The final version of the 80-page review – funded by DFID, the UK government department responsible for overseas aid – shows the domino effect of corrupt practices in Congo, impacting everything from staff recruitment to the delivery of aid. The report was released on Monday, a month after TNH obtained a draft.
Sexual abuse and exploitation by aid workers was described as being widespread, with very few cases having been investigated because of ineffective reporting systems and perpetrators using money and influence to keep survivors and their families quiet.
Parts of the final report – which comes as cash-strapped governments look to cut aid amid the COVID-19 pandemic – have been altered compared to the draft copy TNH obtained as part of a months-long investigation into aid operations in Congo, where hundreds of millions of dollars of foreign aid are spent annually.
Read more → EXCLUSIVE: Leaked review exposes scale of aid corruption and abuse in Congo
The draft version made allegations that the selection committee of Congo’s humanitarian pooled fund – a major pot of funding run by the UN’s emergency aid coordination body, OCHA – had demanded kickbacks from national NGOs in exchange for contracts. The final version anonymises the funding mechanism, drawing attention away from the UN.
Language was also changed in a section on the death of Cameroonian epidemiologist, Richard Valery Mouzoko Kiboung, who was killed in April 2019, in an attack while working for the World Health Organization during the Ebola outbreak in eastern Congo.
The draft version suggested that the doctor was murdered after raising concerns about questionable practices in the response, which the authors identify in both copies as including the rental of vehicles at “exceptionally” high prices and large payments to security services for military escorts.
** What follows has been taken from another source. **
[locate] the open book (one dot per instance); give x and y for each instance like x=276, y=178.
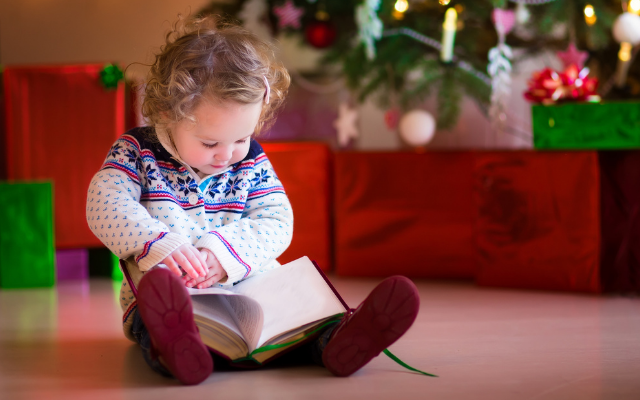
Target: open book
x=265, y=314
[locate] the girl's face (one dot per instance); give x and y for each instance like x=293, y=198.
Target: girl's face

These practices created “significant tensions” among individuals who sought to benefit from response funds, according to the review.
“Attempts by some whistle-blowers to denounce certain practices have at best been stifled and at worst have resulted in death, such as the case of Dr Richard Valery Mouzoko Kiboung,” the draft said.
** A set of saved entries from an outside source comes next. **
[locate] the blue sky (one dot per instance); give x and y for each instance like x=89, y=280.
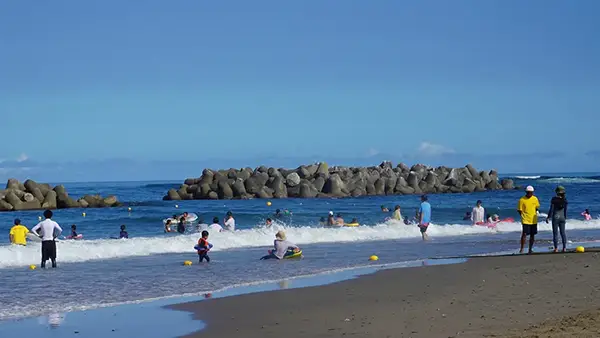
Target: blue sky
x=124, y=90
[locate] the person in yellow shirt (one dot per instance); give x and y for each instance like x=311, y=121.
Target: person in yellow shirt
x=528, y=207
x=18, y=233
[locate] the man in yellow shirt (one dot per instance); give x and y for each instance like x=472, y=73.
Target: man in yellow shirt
x=528, y=207
x=18, y=233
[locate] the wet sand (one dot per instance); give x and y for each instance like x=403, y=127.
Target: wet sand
x=552, y=295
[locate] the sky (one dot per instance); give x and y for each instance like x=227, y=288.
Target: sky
x=121, y=90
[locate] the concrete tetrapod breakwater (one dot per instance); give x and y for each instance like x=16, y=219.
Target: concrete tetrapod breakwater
x=31, y=196
x=320, y=180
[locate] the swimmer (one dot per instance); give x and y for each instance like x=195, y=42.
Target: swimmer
x=397, y=215
x=229, y=221
x=477, y=213
x=203, y=247
x=330, y=219
x=123, y=233
x=73, y=230
x=339, y=219
x=467, y=216
x=168, y=226
x=215, y=226
x=18, y=233
x=181, y=225
x=586, y=215
x=282, y=247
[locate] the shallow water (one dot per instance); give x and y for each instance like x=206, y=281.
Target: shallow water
x=98, y=271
But in the more vaguely worded final version, the doctor’s killers are alleged to have “targeted the Ebola response and those that represented a possibility to the reduction of circulating resources”.
François Grunewald, one of the report’s authors, told TNH his team was not pressured to modify the document and explained the changes by saying they “didn’t want to create such a shock and antagonise organisations to the point of not achieving our objectives”.
“We do not want our report to jeopardise humanitarian aid in a context where some actors are already seeing a diminishing level of resources due to the COVID-19 pandemic,” he said.
A well-placed source who asked not to be named due to the sensitivity of the issue said OCHA and the WHO were “unhappy” with the draft report and requested details be changed because agencies had agreed to participate on the basis that individual organisations would not be singled out.
The source added that the authors had veered outside the agreed scope of the review, which was intended to identify common issues and risks affecting humanitarian organisations in Congo – not investigate particular agencies.
Joseph Inganji, the head of OCHA in Congo, told TNH that the agency did not ask for the pooled fund section to be changed. He said he wrote to the authors requesting clarity on the allegations as part of the review’s agreed process and that the authors had made an independent decision.
“We never asked it to be removed,” he said.
The WHO did not immediately respond to questions on Wednesday.
The operational review – written by independent consultants contracted by the aid consultancy firm Adam Smith International – was commissioned earlier this year by an anti-fraud taskforce created by UN agencies and aid groups in Congo after the NGO Mercy Corps discovered a large-scale fraud scheme in late 2018.
Read more → EXCLUSIVE: Congo aid scam triggers sector-wide alarm
According to an internal Mercy Corps investigation, the multi-layered aid scam – first made public after a nine-month investigation by TNH – likely affected multiple NGOs and went undetected for more than a decade, triggering sector-wide corruption concerns.
The UN’s humanitarian coordinator in Congo, David McLachlan-Karr, said on Monday that the report’s recommendations would be reviewed by aid groups in Congo and a “roadmap” for future actions laid out by September.
Grunewald said he and others would be running a series of remote workshops with aid organisations in the country to discuss the report’s findings.
Five million people are currently displaced in Congo, which is one of the world’s longest-running humanitarian crises. Hundreds of thousands of people have been uprooted in recent months alone.